Nomadi, al Comune l'ultimo round
GAMBOLO'.Il Consiglio di Stato ribalta la sospensiva del Tar e autorizza lo sgombero del campo nomadi, riportando in vigore l'ordinanza che il sindaco di Gambolò Elena Nai aveva emesso all'inizio dell'anno. I nomadi però non vogliono abbandonare la striscia di terreno dove vivono da anni ai bordi del torrente Terdoppio. L'ennessimo capitolo della battaglia nomadi-Comune si è risolta questa volta a favore dell'amministrazione. Potrebbe essere il capitolo definitivo, anche se i sinti gambolesi giurano che non se andranno molto facilmente. «Vogliamo restare dove siamo - dice risoluto Franco Vara Bianchi - e non ci sposteremo. Non ci era stato detto niente. Mi chiedo che senso abbia una decisione del genere. Abbiamo incontrato nei mesi scorsi l'amministrazione, anche in un dibattito pubblico. Si era parlato di una collaborazione e dell'eventualità di costruire delle mini piazzole, ma tutto questo ora non potrà essere fatto». La prassi ora prevede che nei prossimi giorni ai nomadi venga consegnato un documento in cui si dice che devono allontanarsi: nel caso in cui non lo facessero ci sarà l'intervento della forza pubblica.

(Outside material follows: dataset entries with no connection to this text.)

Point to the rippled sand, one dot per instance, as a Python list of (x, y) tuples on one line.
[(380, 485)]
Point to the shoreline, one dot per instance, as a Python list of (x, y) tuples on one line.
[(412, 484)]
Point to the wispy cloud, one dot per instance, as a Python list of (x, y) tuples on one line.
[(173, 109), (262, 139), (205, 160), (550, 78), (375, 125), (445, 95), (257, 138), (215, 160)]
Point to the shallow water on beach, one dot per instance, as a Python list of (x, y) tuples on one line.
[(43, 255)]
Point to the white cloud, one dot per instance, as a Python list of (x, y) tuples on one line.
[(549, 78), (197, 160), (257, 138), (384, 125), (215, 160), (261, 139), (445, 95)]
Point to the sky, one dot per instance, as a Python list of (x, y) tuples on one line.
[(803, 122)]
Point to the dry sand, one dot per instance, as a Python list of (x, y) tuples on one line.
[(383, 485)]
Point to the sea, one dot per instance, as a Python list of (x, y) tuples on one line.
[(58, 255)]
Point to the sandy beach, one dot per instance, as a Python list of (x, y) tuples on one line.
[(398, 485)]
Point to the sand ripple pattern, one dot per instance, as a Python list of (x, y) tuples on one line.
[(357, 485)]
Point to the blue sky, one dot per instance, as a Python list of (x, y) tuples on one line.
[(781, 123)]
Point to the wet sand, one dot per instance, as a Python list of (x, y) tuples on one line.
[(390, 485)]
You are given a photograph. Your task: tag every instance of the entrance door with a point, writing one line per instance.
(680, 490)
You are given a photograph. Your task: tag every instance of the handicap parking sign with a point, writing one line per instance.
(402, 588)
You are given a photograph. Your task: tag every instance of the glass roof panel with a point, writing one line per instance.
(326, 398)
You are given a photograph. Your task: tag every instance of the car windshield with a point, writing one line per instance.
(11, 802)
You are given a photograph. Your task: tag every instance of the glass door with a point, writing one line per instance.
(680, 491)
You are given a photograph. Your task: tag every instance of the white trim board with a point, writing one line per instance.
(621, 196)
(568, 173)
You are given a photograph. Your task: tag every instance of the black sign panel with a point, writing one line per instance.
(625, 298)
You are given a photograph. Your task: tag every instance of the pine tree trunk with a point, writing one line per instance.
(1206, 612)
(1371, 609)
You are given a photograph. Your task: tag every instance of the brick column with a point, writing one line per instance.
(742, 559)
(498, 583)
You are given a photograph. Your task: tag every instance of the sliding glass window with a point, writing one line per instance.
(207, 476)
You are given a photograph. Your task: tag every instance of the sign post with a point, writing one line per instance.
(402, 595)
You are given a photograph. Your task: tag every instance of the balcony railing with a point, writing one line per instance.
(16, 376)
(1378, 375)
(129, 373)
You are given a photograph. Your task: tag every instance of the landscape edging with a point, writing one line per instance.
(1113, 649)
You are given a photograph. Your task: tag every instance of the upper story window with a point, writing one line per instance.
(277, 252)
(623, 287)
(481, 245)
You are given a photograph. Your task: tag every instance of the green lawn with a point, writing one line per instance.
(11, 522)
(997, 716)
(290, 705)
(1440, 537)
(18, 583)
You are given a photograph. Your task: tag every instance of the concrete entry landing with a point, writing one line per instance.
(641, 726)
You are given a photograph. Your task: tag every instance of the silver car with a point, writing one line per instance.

«Non staremo certo con le mani in mano - dice Vara Bianchi - e abbiamo già contattato i nostri avvocati e l'associazione Naga. Anche loro l'hanno saputo da noi. Nessuno aveva contattato il nostro avvocato per dirgli della decisione». La sentenza del tribunale amministrativo regionale è l'ultimo atto di una questione legale che ormai dura dall'inizio dell'anno. Da quando cioè il sindaco di Gambolò emise la prima ordinanza in cui si chiedeva l'allontanamento dei sinti. Il gruppo di diciassette famiglie di nomadi decise di fare ricorso al Tar, che si pronunciò in loro favore sospendendo l'ordinanza.
L'amministrazione comunale ha deciso però di costituirsi in giudizio sia davanti al Tar e di ricorrere al consiglio di stato. Che ha dato ragione al Comune. Rimane però da trovare una sistemazione al gruppo di sinti, a tutti gli effetti cittadini gambolesi. Molti di loro sono senza lavoro e hanno hanno come unico bene la roulotte in cui vivono. Da tempo chiedono un campo nomadi ma il progetto che era stato approvato dalla precendente amministrazione è stato sospeso. Ora non sono però allo studio soluzioni alternative per dare una nuova residenza ai circa trenta nomadi sinti di Gambolò.